Je viens de m’apercevoir que je n’aime pas le mois d’octobre, c’est sans doute celui que j’aime le moins de tous. La seule chose qui peut me faire l’aimer un peu je crois, c’est que je déteste détester.

Les décembre, janvier, février, au moins, sont mordants ou bien enveloppants, et font preuve d’une certaine façon de vivacité. Le novembre a une certaine douceur malgré son gris et sa froideur. Au moins, il ne ment pas.

Alors qu’Octobre, c’est un traître: il nous laisse l’espoir de quelques beaux jours encore, mais il est impossible d’en profiter: ils sont trop froids, trop venteux, trop humides, même lorsque la pluie a cessé.

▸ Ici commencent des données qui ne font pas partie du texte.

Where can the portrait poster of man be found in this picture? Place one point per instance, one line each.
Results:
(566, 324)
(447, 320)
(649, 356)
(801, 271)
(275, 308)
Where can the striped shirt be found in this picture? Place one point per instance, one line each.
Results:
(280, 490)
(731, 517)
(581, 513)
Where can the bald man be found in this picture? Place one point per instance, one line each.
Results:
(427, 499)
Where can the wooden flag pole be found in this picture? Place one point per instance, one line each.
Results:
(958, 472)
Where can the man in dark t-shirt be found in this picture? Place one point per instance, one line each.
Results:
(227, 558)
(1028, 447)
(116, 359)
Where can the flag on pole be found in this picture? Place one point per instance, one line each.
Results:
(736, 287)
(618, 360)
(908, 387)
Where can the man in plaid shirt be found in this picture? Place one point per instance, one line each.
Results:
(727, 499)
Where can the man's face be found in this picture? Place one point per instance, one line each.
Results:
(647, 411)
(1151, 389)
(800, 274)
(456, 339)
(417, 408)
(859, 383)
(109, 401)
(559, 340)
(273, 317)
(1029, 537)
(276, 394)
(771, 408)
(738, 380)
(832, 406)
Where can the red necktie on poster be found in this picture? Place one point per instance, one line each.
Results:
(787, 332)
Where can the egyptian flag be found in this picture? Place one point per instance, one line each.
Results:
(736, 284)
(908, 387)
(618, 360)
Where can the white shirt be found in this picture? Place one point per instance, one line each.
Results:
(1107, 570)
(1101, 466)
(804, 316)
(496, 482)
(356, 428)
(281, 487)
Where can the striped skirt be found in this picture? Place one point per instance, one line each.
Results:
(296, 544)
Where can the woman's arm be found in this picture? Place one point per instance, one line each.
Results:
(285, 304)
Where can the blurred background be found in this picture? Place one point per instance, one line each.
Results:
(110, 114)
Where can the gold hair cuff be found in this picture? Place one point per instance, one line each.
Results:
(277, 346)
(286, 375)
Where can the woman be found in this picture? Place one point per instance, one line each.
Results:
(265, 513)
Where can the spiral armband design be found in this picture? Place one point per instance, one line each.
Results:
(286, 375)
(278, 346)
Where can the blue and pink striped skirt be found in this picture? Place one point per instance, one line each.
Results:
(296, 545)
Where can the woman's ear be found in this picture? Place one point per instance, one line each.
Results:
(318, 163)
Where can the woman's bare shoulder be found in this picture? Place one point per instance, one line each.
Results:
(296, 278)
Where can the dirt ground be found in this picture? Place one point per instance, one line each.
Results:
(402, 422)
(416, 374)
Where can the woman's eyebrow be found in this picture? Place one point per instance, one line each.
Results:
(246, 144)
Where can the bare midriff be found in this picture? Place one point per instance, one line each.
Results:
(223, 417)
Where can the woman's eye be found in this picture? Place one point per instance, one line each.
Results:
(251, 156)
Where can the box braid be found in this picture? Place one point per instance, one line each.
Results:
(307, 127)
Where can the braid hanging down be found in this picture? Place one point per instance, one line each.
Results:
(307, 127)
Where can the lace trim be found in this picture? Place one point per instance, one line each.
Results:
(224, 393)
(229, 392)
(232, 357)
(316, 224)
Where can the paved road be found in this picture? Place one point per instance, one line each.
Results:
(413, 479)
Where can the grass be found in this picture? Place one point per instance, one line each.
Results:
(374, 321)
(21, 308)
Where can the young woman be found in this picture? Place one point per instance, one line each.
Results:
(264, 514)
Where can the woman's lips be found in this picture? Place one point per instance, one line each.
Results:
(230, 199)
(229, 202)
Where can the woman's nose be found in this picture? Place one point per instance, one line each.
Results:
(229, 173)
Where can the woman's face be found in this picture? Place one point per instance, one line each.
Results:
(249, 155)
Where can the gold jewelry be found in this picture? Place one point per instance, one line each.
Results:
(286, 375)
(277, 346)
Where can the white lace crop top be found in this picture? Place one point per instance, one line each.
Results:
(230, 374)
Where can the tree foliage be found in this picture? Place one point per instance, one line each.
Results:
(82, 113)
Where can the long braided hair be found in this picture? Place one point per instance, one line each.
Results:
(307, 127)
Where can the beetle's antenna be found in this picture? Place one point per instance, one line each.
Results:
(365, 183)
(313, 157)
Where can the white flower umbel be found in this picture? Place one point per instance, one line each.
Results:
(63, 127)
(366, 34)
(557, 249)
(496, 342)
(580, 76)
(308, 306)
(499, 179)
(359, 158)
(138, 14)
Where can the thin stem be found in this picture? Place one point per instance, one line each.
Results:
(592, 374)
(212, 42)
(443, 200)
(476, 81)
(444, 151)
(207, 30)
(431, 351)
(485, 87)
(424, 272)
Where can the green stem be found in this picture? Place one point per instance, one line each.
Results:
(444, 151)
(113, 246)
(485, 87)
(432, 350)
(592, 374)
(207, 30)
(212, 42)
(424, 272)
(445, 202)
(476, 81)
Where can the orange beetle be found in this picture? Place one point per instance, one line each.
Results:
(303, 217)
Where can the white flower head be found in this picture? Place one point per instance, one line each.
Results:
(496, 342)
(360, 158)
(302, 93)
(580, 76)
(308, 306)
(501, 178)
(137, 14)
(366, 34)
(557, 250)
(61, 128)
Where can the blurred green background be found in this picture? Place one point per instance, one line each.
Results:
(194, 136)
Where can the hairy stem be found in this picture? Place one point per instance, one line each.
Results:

Octobre est triste sans la lumière ou la chaleur que Septembre nous laissait encore un peu; il nous rend trop hésitants, nous ne savons plus sur quel pied danser, et il n’a même plus l’intérêt de l’agitation de la « rentrée ».

Et puis je n’aime pas son chiffre, je n’aime pas sa couleur (différente de celle de son chiffre).

Je n’aime pas non plus sa sonorité qui ne se marie pas avec les autres, et qui en outre, heurte l’ouïe.

Je déteste réellement la lumière qui baisse à ce point, et à laquelle on n’est pas encore accoutumés, comme si l’obscurité nous assaillait sans encore nous envelopper tout à fait.

Je n’aime pas non plus les fêtes de fin d’année qui approchent sournoisement: elles ont l’air lointaines, mais elles ne le sont plus vraiment.